Stay in the loop: the role of indicators in supporting decisions for circular economy strategies aiming at extending products life
Abstract
Circular economy proposes an innovative “circular” model towards increased sustainability. The central tenet of circular economy is to move away from linear practices (“take-make-use-dispose” approaches) towards the continuous “cycling” of products, materials and resources. Circular economy can be achieved by adopting practices that include solutions for a) intensified use of products (e.g. product pooling and sharing); b) circular product design (dematerialised products; designed for longevity, reparability and recycling); c) material and resource “cycling”, and more. Along with radical transformation of business models and value chains, product design is of the essence to effectively support circular economy transitions.

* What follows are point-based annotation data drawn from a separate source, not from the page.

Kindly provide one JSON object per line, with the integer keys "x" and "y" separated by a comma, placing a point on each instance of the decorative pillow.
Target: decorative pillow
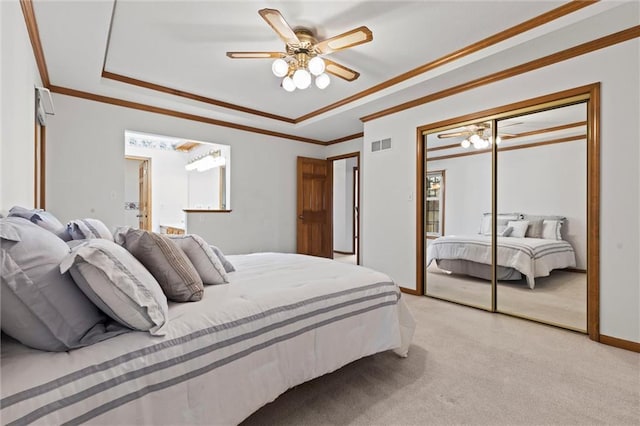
{"x": 167, "y": 263}
{"x": 227, "y": 265}
{"x": 41, "y": 307}
{"x": 118, "y": 284}
{"x": 43, "y": 219}
{"x": 502, "y": 220}
{"x": 519, "y": 228}
{"x": 551, "y": 229}
{"x": 506, "y": 232}
{"x": 82, "y": 229}
{"x": 204, "y": 259}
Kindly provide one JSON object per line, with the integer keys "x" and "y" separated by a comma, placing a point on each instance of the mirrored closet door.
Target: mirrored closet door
{"x": 458, "y": 213}
{"x": 510, "y": 207}
{"x": 542, "y": 176}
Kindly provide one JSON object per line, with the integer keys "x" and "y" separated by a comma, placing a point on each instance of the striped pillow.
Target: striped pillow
{"x": 168, "y": 264}
{"x": 85, "y": 229}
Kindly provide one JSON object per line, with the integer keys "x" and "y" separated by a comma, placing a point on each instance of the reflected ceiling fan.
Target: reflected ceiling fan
{"x": 478, "y": 135}
{"x": 302, "y": 57}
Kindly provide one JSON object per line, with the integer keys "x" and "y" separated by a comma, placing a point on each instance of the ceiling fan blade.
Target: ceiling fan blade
{"x": 255, "y": 55}
{"x": 351, "y": 38}
{"x": 453, "y": 135}
{"x": 340, "y": 70}
{"x": 279, "y": 25}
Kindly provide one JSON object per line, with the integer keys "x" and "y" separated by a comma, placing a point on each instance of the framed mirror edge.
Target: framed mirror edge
{"x": 590, "y": 95}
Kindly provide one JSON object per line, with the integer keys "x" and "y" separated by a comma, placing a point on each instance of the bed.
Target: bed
{"x": 471, "y": 255}
{"x": 282, "y": 319}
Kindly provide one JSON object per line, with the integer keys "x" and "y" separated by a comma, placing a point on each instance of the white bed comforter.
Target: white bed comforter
{"x": 282, "y": 320}
{"x": 532, "y": 257}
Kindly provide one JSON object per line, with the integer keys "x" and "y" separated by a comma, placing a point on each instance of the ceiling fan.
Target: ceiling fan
{"x": 302, "y": 53}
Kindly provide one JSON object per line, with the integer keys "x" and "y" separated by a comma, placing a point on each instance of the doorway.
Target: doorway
{"x": 346, "y": 207}
{"x": 138, "y": 192}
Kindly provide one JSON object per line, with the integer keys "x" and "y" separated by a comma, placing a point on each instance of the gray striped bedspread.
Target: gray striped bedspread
{"x": 282, "y": 320}
{"x": 532, "y": 257}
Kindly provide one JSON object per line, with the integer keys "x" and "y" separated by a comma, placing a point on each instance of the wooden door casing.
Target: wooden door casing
{"x": 314, "y": 207}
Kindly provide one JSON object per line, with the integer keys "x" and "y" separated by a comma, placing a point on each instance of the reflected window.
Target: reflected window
{"x": 434, "y": 204}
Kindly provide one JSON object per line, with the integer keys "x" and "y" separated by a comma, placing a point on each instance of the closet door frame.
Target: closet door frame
{"x": 590, "y": 94}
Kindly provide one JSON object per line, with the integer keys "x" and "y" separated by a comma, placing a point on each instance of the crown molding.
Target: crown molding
{"x": 563, "y": 55}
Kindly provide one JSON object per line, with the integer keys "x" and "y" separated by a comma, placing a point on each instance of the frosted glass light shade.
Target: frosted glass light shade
{"x": 280, "y": 67}
{"x": 288, "y": 84}
{"x": 316, "y": 65}
{"x": 302, "y": 78}
{"x": 322, "y": 81}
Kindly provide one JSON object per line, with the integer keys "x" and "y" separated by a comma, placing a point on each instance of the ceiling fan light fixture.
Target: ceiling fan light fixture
{"x": 302, "y": 78}
{"x": 288, "y": 84}
{"x": 316, "y": 65}
{"x": 280, "y": 67}
{"x": 322, "y": 81}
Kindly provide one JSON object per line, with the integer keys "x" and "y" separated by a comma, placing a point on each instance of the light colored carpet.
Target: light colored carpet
{"x": 468, "y": 366}
{"x": 560, "y": 298}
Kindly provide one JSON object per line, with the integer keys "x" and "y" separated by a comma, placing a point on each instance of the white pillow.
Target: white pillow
{"x": 84, "y": 229}
{"x": 519, "y": 228}
{"x": 551, "y": 229}
{"x": 118, "y": 284}
{"x": 208, "y": 265}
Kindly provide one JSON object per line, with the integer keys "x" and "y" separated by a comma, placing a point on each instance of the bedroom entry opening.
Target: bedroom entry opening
{"x": 166, "y": 177}
{"x": 509, "y": 208}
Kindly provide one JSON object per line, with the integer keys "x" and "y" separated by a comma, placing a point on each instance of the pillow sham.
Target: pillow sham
{"x": 119, "y": 284}
{"x": 551, "y": 229}
{"x": 502, "y": 219}
{"x": 204, "y": 259}
{"x": 228, "y": 266}
{"x": 519, "y": 228}
{"x": 169, "y": 265}
{"x": 81, "y": 229}
{"x": 40, "y": 307}
{"x": 43, "y": 219}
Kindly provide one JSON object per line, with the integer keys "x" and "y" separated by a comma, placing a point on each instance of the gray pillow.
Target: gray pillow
{"x": 43, "y": 219}
{"x": 81, "y": 229}
{"x": 204, "y": 259}
{"x": 41, "y": 307}
{"x": 227, "y": 265}
{"x": 167, "y": 263}
{"x": 118, "y": 284}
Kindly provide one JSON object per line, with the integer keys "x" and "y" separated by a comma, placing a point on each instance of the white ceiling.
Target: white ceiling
{"x": 182, "y": 45}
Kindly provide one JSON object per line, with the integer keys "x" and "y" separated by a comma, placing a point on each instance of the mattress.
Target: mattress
{"x": 282, "y": 320}
{"x": 532, "y": 257}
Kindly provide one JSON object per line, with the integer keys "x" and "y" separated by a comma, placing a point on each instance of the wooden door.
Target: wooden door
{"x": 314, "y": 211}
{"x": 144, "y": 215}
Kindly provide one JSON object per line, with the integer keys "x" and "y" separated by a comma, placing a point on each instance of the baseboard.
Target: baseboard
{"x": 620, "y": 343}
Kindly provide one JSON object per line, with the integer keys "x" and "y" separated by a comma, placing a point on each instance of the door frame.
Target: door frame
{"x": 589, "y": 94}
{"x": 358, "y": 166}
{"x": 149, "y": 191}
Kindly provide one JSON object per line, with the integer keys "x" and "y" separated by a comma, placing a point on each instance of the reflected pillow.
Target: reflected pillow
{"x": 167, "y": 263}
{"x": 551, "y": 229}
{"x": 118, "y": 284}
{"x": 84, "y": 229}
{"x": 43, "y": 219}
{"x": 519, "y": 228}
{"x": 42, "y": 307}
{"x": 202, "y": 256}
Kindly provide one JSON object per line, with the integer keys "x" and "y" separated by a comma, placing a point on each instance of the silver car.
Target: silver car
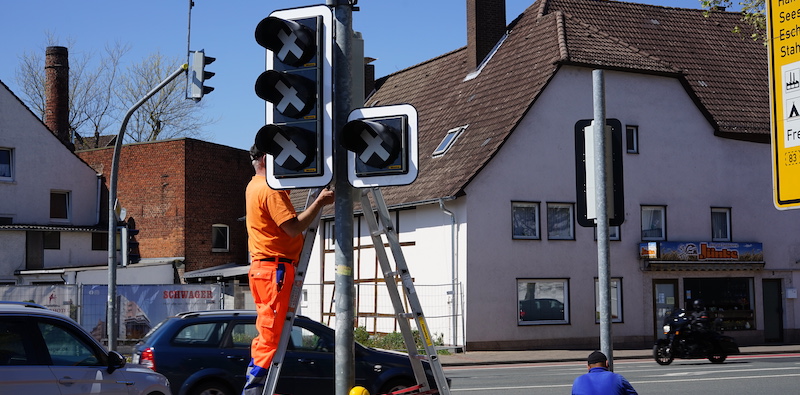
{"x": 44, "y": 352}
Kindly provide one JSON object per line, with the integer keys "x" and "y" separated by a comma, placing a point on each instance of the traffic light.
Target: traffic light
{"x": 198, "y": 75}
{"x": 383, "y": 145}
{"x": 129, "y": 247}
{"x": 585, "y": 168}
{"x": 296, "y": 86}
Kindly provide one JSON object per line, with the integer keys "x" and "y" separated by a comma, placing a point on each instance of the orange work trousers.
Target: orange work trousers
{"x": 271, "y": 296}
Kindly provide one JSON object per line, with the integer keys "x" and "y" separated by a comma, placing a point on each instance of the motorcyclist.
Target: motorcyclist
{"x": 700, "y": 317}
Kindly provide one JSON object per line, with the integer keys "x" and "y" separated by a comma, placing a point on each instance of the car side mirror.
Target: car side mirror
{"x": 115, "y": 361}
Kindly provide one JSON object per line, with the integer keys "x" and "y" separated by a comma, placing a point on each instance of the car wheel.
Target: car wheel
{"x": 211, "y": 388}
{"x": 396, "y": 384}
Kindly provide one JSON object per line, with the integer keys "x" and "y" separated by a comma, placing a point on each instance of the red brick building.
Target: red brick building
{"x": 185, "y": 196}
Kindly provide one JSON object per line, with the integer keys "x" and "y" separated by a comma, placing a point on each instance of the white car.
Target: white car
{"x": 44, "y": 352}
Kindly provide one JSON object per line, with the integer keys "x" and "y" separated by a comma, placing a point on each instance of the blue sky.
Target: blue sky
{"x": 399, "y": 33}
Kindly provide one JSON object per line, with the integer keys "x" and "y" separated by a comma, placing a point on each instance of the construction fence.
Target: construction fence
{"x": 141, "y": 307}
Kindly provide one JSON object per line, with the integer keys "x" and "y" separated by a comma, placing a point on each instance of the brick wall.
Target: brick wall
{"x": 176, "y": 190}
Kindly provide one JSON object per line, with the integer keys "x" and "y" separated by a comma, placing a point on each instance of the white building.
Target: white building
{"x": 496, "y": 211}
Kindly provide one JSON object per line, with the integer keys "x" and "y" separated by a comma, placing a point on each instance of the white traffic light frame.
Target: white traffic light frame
{"x": 326, "y": 110}
{"x": 367, "y": 113}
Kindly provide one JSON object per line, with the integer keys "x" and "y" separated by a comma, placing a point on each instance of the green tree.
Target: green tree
{"x": 101, "y": 92}
{"x": 753, "y": 15}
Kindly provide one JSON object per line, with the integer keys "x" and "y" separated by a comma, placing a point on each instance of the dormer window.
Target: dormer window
{"x": 448, "y": 140}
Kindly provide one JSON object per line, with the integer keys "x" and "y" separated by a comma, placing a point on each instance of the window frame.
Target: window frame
{"x": 215, "y": 228}
{"x": 663, "y": 217}
{"x": 632, "y": 139}
{"x": 523, "y": 289}
{"x": 727, "y": 212}
{"x": 10, "y": 176}
{"x": 536, "y": 228}
{"x": 617, "y": 295}
{"x": 448, "y": 140}
{"x": 67, "y": 205}
{"x": 551, "y": 235}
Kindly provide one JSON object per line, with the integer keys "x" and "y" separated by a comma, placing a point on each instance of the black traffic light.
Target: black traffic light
{"x": 584, "y": 173}
{"x": 129, "y": 247}
{"x": 296, "y": 86}
{"x": 198, "y": 75}
{"x": 383, "y": 142}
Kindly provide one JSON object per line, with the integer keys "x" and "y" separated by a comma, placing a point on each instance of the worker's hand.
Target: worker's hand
{"x": 325, "y": 197}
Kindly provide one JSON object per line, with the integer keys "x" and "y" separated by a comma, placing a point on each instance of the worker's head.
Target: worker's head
{"x": 597, "y": 359}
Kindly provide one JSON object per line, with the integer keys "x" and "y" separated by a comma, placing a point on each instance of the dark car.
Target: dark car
{"x": 206, "y": 353}
{"x": 45, "y": 352}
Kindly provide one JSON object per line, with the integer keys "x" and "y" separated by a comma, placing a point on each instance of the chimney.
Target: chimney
{"x": 56, "y": 112}
{"x": 486, "y": 25}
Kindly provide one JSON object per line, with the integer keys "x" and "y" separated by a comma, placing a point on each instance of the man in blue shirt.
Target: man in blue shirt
{"x": 599, "y": 381}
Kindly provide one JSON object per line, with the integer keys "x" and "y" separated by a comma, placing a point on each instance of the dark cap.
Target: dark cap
{"x": 256, "y": 153}
{"x": 596, "y": 357}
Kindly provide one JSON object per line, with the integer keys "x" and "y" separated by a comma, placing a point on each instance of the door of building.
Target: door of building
{"x": 773, "y": 310}
{"x": 665, "y": 300}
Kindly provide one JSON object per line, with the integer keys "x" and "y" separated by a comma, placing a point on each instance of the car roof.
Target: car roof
{"x": 27, "y": 308}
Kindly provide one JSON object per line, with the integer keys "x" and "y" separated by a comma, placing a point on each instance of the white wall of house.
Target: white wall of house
{"x": 681, "y": 164}
{"x": 427, "y": 239}
{"x": 41, "y": 165}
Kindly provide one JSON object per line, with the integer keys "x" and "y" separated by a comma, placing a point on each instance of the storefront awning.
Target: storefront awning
{"x": 701, "y": 266}
{"x": 221, "y": 271}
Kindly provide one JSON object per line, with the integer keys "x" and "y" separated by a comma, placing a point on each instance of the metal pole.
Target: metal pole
{"x": 603, "y": 270}
{"x": 344, "y": 352}
{"x": 111, "y": 321}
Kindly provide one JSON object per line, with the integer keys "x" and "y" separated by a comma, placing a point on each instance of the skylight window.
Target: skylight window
{"x": 448, "y": 141}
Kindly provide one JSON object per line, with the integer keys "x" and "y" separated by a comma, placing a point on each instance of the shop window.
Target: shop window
{"x": 525, "y": 220}
{"x": 560, "y": 221}
{"x": 6, "y": 165}
{"x": 632, "y": 139}
{"x": 720, "y": 224}
{"x": 654, "y": 224}
{"x": 59, "y": 206}
{"x": 543, "y": 301}
{"x": 728, "y": 299}
{"x": 220, "y": 237}
{"x": 51, "y": 240}
{"x": 616, "y": 300}
{"x": 99, "y": 241}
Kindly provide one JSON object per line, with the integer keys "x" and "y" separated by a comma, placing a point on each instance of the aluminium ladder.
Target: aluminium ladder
{"x": 274, "y": 371}
{"x": 383, "y": 225}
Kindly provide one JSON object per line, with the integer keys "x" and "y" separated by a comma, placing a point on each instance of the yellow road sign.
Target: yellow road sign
{"x": 783, "y": 23}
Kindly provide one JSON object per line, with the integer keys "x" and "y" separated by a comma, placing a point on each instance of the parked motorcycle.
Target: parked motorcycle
{"x": 685, "y": 342}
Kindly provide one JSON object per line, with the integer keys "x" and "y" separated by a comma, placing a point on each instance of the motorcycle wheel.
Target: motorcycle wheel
{"x": 717, "y": 357}
{"x": 661, "y": 355}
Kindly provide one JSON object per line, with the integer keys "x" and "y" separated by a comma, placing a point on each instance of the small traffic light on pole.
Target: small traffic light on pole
{"x": 296, "y": 86}
{"x": 129, "y": 247}
{"x": 383, "y": 145}
{"x": 198, "y": 75}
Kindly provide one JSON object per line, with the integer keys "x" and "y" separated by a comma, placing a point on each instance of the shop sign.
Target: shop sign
{"x": 701, "y": 251}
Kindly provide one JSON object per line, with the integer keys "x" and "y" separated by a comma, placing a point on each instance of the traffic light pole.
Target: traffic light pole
{"x": 344, "y": 351}
{"x": 603, "y": 256}
{"x": 112, "y": 324}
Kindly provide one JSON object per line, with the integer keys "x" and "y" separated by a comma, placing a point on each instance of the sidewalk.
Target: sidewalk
{"x": 501, "y": 357}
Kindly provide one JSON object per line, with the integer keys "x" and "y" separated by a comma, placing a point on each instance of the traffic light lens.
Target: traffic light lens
{"x": 293, "y": 95}
{"x": 292, "y": 43}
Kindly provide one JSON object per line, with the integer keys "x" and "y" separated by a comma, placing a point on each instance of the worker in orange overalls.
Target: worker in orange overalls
{"x": 275, "y": 241}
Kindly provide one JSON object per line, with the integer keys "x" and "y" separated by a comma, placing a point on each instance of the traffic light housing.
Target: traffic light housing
{"x": 383, "y": 146}
{"x": 584, "y": 173}
{"x": 296, "y": 86}
{"x": 129, "y": 247}
{"x": 198, "y": 75}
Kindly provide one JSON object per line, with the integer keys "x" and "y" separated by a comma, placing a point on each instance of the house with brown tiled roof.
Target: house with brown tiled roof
{"x": 490, "y": 229}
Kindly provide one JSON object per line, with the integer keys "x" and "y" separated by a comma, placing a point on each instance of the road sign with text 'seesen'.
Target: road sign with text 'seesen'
{"x": 783, "y": 19}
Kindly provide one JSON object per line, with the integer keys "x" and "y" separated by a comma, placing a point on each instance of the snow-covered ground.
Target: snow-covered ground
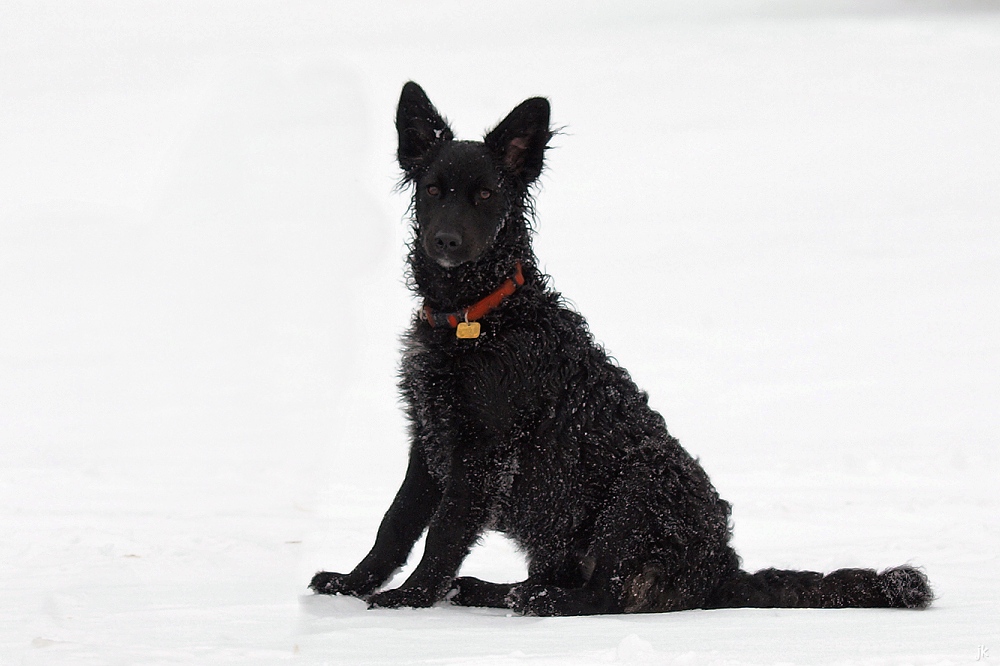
{"x": 781, "y": 216}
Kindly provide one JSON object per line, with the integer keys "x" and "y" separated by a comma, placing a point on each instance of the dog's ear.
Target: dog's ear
{"x": 420, "y": 128}
{"x": 519, "y": 141}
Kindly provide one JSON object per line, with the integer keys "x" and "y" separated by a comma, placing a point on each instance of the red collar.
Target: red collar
{"x": 477, "y": 310}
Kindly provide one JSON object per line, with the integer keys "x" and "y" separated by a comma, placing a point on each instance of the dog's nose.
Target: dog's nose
{"x": 447, "y": 241}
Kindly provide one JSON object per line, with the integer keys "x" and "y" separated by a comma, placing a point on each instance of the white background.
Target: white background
{"x": 781, "y": 217}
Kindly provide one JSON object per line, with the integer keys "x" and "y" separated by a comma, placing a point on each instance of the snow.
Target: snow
{"x": 781, "y": 217}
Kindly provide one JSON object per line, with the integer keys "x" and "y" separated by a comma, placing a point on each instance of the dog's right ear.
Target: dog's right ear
{"x": 420, "y": 128}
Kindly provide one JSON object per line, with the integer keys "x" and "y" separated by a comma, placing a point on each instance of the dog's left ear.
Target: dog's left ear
{"x": 519, "y": 141}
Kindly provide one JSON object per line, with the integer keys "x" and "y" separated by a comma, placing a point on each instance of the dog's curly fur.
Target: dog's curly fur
{"x": 532, "y": 430}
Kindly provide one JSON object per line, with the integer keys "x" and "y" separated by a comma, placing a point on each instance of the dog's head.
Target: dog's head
{"x": 466, "y": 191}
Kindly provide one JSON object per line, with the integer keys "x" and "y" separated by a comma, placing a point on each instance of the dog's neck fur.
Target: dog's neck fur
{"x": 460, "y": 286}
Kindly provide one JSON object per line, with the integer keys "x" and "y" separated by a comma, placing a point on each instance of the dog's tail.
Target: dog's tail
{"x": 898, "y": 587}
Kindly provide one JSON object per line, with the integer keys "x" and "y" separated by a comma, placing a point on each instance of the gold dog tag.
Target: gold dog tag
{"x": 467, "y": 330}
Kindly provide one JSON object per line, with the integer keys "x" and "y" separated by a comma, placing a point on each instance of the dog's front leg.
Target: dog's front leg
{"x": 402, "y": 525}
{"x": 459, "y": 520}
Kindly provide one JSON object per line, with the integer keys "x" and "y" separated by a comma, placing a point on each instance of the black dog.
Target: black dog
{"x": 521, "y": 423}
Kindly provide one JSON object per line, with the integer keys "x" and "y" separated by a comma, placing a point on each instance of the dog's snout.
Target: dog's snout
{"x": 447, "y": 241}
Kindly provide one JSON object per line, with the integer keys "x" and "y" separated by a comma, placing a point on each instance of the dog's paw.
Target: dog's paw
{"x": 414, "y": 597}
{"x": 537, "y": 600}
{"x": 469, "y": 591}
{"x": 328, "y": 582}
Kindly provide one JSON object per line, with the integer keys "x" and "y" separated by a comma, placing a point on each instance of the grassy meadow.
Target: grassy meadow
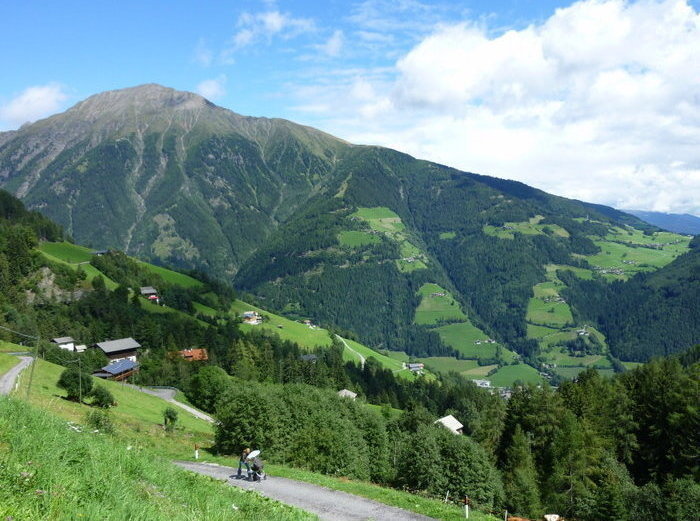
{"x": 51, "y": 471}
{"x": 437, "y": 305}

The EEA report “Circular by design” from 2017 on products in the circular economy highlights that designing products using clean materials or increasing use of modular design is “a prerequisite for circularity”. Design stage, therefore, is crucial in “initiating” circular shifts; however, the strategies that aim at extending life cycles of products that are currently on the market are as significant. The European Commission made a resolution on a longer lifetime for products (2016/2272(INI)) stressing the urge for extended producer responsibility to tackle the issues of durability, reparability and recyclability of tangible consumer goods. This article aims to provide an insight on how the sustainability related performance indicators can support decision making for circular economy strategies aiming at extending life time of existing products, components and materials (through service, repair and recycling) taking a cross business process view. The article provides an example of indicators and their application to a hypothetical case study. We follow the indicator selection procedure, with the help of which the set of relevant indicators is selected for the CE initiative assessment. By taking a case example, we demonstrate i) the importance of operating with indicators across business processes; and ii) the importance of a dynamic indicator set (as opposed to the ‘prescribed’ indicators). Based on the final performance indicator set relevant for the case, the decision can be made to either implement the strategy, select/combine with another or avoid the implementation altogether.